The mid-IR region is uniquely positioned
to spectroscopically identify complex molecules
based on their unique vibrational signatures.
Consequently, we are developing novel mid-IR laser light sources that can be utilized by researchers,
including our colleagues at FRM and BIRD,
to detect in biological samples early hints of illnesses at unprecedented sensitivity and dynamic range.
To this end, a variety of technologies are being developed
in our group. From high-power thin-disk oscillators
that can deliver hundreds of Watts of average power, to pulse compression and frequency conversion techniques
that transform the raw power into ultrashort mid-IR pulses.
Also being pursued is the generation of
femtosecond light pulses
directly within the mid-IR range using state-of-the-art laser materials, and doing so at unprecedented efficiencies thanks to our innovative use of direct diode-pumping.
Tools, Techniques & Labs
1) Diode-pumping of Cr:ZnS femtosecond oscillators and amplifiers to improve noise performance and increase accessibility.

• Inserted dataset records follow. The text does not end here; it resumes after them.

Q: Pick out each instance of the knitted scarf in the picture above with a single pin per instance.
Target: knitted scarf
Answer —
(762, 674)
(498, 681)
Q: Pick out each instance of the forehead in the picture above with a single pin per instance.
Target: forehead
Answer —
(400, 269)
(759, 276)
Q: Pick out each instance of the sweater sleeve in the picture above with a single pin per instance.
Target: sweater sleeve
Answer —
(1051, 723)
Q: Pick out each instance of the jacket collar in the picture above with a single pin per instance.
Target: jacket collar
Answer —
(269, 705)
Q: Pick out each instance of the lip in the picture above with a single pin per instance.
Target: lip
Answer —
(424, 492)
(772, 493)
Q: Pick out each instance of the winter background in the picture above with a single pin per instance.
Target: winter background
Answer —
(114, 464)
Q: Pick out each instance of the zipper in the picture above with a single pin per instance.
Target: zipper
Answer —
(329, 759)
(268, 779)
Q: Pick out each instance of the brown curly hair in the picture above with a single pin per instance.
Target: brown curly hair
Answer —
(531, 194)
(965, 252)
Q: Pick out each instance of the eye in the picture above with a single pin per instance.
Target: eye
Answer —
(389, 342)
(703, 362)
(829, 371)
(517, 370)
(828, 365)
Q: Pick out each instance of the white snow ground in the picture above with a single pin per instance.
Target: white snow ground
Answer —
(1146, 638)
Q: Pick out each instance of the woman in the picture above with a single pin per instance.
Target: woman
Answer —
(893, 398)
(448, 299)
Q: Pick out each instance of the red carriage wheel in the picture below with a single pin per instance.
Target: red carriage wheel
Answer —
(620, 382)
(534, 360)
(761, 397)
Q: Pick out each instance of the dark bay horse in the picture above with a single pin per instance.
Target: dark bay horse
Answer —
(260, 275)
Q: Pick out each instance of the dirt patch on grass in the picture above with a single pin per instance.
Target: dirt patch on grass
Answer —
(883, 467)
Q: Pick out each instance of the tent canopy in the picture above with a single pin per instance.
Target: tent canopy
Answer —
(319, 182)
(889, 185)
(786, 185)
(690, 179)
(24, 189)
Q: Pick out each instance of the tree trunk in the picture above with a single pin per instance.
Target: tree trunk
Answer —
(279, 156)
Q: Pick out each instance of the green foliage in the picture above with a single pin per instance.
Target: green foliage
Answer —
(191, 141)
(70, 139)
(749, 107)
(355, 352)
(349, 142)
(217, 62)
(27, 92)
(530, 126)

2) Generating hundreds of Watts of average power from a thin-disk laser resonator to enable high-photon-flux experiments.
3) Nonlinear spectral broadening and pulse compression to reach hard-to-access spectral regions and generate laser pulses approaching a single optical-cycle.
4) Stabilization of carrier-envelope offset in pulse trains for emerging frequency-comb applications.